İlkel Sosyalizmden Kapitalizme İlk Geçiş
Doğu ile Batı
arasındaki Tarihsel Gidiş yarışında, Roma, Batı ve Kuzey Avrupa’yı kaplayınca,
taşıyamayacağı yükün altına girmiş gibi oldu:
“Romen idaresi ve hukuku, her yanda ırk bağlarını ve onlarla birlikte
mahallî ve millî en son bağımsızlık kalıntısını eritmişti.
Roma Kentdaşının taptaze kalitesi bir taviz yerine geçmiyordu; o, hiç
bir milliyeti ifade etmek şöyle dursun, yalnız milliyet yokluğunu ifade
ediyordu.
Her yanda yeni millet elemanları vardı; Lâtin lehçesi çeşitli
eyaletlerde gittikçe birbirinden farklılaşıyordu; vaktiyle İtalya’yı, Galya’yı,
İspanya’yı, Afrika’yı bağımsız ülkeler haline getirmiş bulunan tabiî sınırlar
hâlâ olduğu gibi duruyordu ve kendini hissettiriyordu.
Ama hiç bir yerde bir gelişim kabiliyetinin, bir dayanış gücünün, hele
bir yaratıcı kudretin izine tozuna rastlanmıyordu.
Bu uçsuz bucaksız ülkenin koskoca insan yığınını birleşik tutan bir tek
bağ vardı: Roma Devleti.
Ve bu devlet de, zamanla o insan yığınının en berbat düşmanı ve zâlimi
haline gelmişti.
Eyaletler Roma’yı iflâs ettirmişlerdi; Roma’nın kendisi de, ötekiler
gibi bir eyalet şehri olmuştu…
Roma Devleti, işi gücü tabalarını sömürmek olan dev yapılı bir karışık
makine haline gelmişti.
Her çeşit vergiler, angaryalar ve müsadereler, halk yığınını her gün
daha derinleşen bir yoksulluğun içine atıyordu.
Valilerin vergi tahsildarlarının, askerlerin keyfî vergi ve resim
kesişleri dayanılmaz bir dereceye çıkmıştı.

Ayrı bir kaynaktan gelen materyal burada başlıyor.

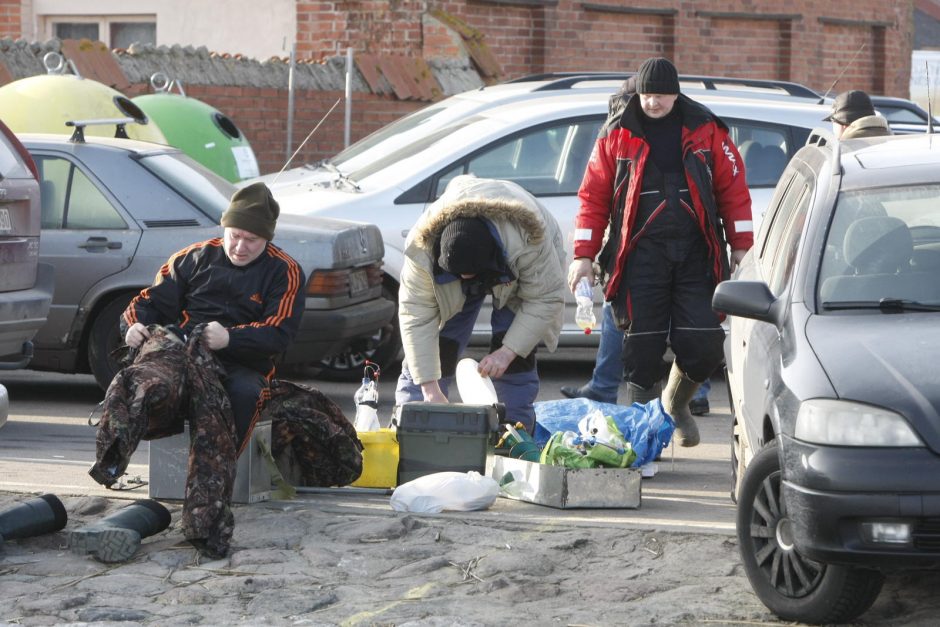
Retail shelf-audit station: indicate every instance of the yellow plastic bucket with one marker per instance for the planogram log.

Dünyaya Roma Devleti’nin egemen olması işte bu sonuca varmıştı; bu
devlet var olma hakkını içeride düzeni koruma ve dışarıda barbarlara karşı
kanat germe üzerine dayandırıyordu.
Ama, onun düzeni, en hoyrat kargaşalıktan beş beterdi; barbarlara karşı
yurttaşları koruduğu iddiasında bulunuyordu; yurttaşlarsa barbarları kurtarıcı
gibi bekliyorlardı.
Roma medeniyeti ile denkleşen Barbarlık: Avrupada millet gelişimini
billûrlaştırdı.
“Sosyal durum daha az umutsuz değildi.
Cumhuriyetin son günlerinden beri Roma egemenliği, zapt edilmiş
eyaletlerin hayâsızca sömürülmesi noktasından yola çıkmıştı; İmparatorluk bu
durumu ortadan kaldırmamıştı, belki tersine düzenlemişti.
İmparatorluk çökmeye yüz
tuttukça, vergiler ve müsadereler daha çok artıyor, memurlar daha büyük bir
vicdansızlıkla çapul ediyorlar, sıkıştırdıkları halkın suyunu çıkarıyorlardı.

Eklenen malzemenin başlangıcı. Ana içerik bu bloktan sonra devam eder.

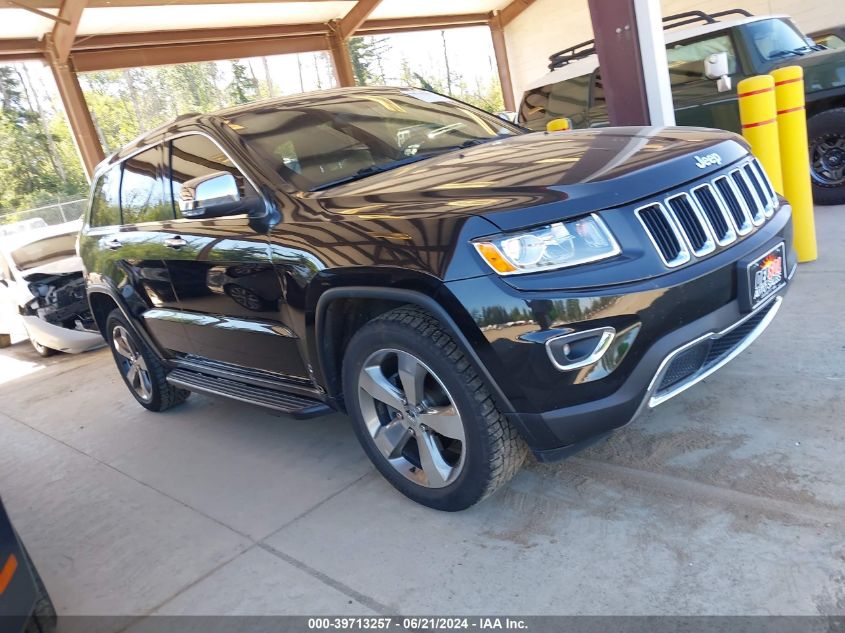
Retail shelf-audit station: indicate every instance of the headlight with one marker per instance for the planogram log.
(557, 245)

Uluslar egemeni geçinen Romalıların: Ticaret ve sanayi hiç bir zaman
yaptıkları iş değildi; onlar yalnız tefecilikte bütün kendilerinden önce ve
sonra gelmiş, gelecekleri aşıp geçmişlerdi.
Vaktiyle var olup muhafaza
edilen ticaret adına ne kalmışsa, o memurların keyfi vergi, resim kesişleri
altında yok edilmişti; ticaret diye kalan şey ancak imparatorluğun Grek
bölümünde bulunuyordu, o da incelememizin dışında idi.

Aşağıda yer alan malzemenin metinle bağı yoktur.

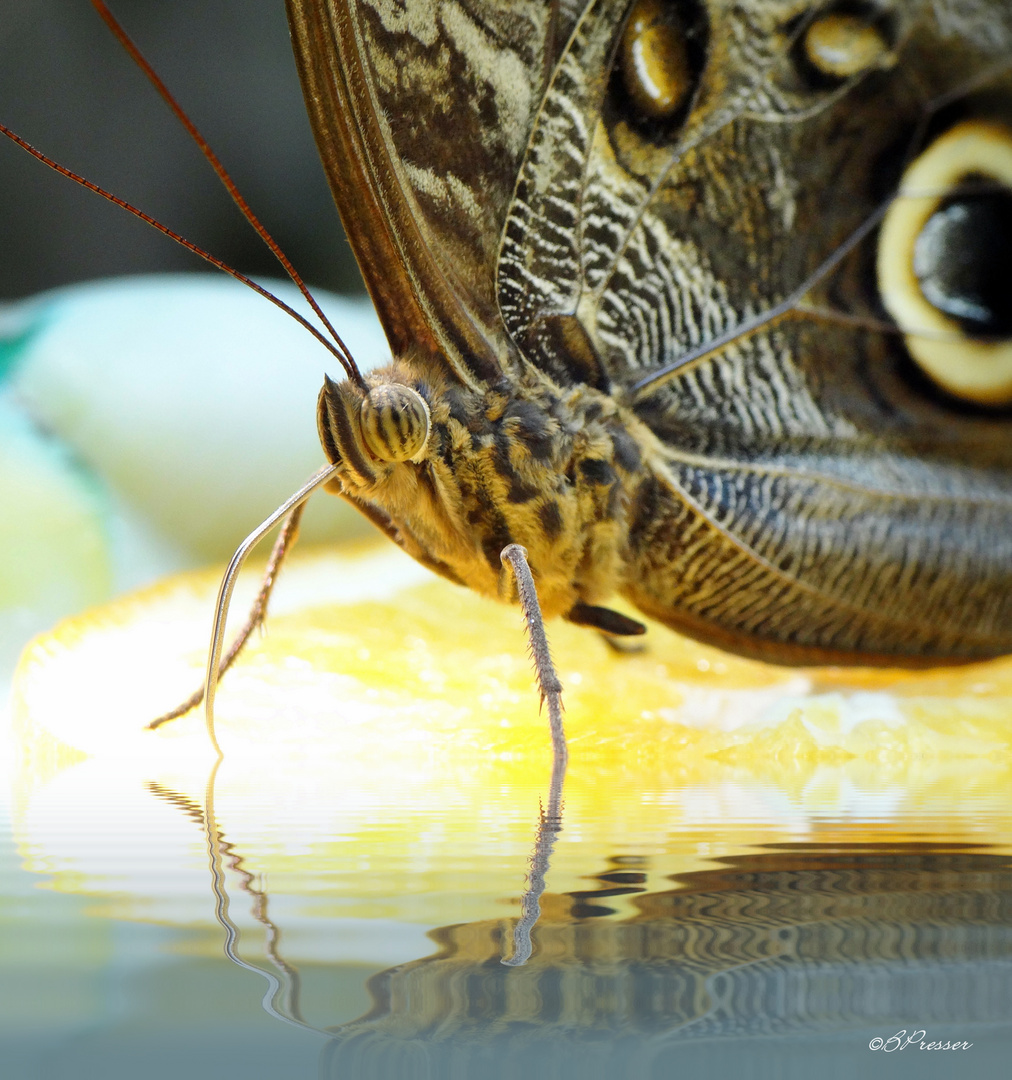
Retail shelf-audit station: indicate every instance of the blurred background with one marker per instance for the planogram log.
(67, 86)
(147, 423)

Genel fukaralaşma, ticaretin, el işinin, güzel sanatın gerilemesi,
nüfusun azalması, şehirlerin çökmesi, ziraatin daha aşağı bir duruma dönmesi:
İşte Roma’nın evrensel egemenliğinin en son neticesi bu olmuştu.
Bezirgân
ekonominin hazır yiyiciliğini azdıran
Tefecilik, bütün toplum üretici gelişimini eritti.
“Bütün kadim dûnyanın başlıca üretim kolu olan ziraat, bundan da bin
kere daha kötüleşmişti.
İtalya’da, Cumhuriyet sonundan beri hemen bütün araziyi kaplamış
bulunan uçsuz bucaksız çiftlikler, iki tarzda değerlendirilmeye konulmuştu; ya
otlaktılar da ahalinin yerine koyunlarla sığırlar geçmişti, bunların bakımı pek
az sayıda köleyle oluyordu; yahut arazi villa olmuştu: Orada köle yığınları,
kısmen mal sahibinin lüksü, için kısmen şehir piyasaları için, büyük ölçüde
bahçıvanlık yapıyorlardı.
Derken, büyük otlaklar muhafaza edilmiş, ve hattâ daha da
genişletilmişti; villa çiftlikleri ile tumturaklı bahçıvanlıkları: Mal
sahiplerinin züğürtleşmeleri ve şehirlerin çökkünlükleri yüzünden yok olup
gitmişlerdi.
Köle emeği üzerine temel atmış bulunan latifundia işletmesi artık kâr
bırakmıyordu, öyleyken o zamanlar büyük ziraatin mümkün olan tek şekli o idi.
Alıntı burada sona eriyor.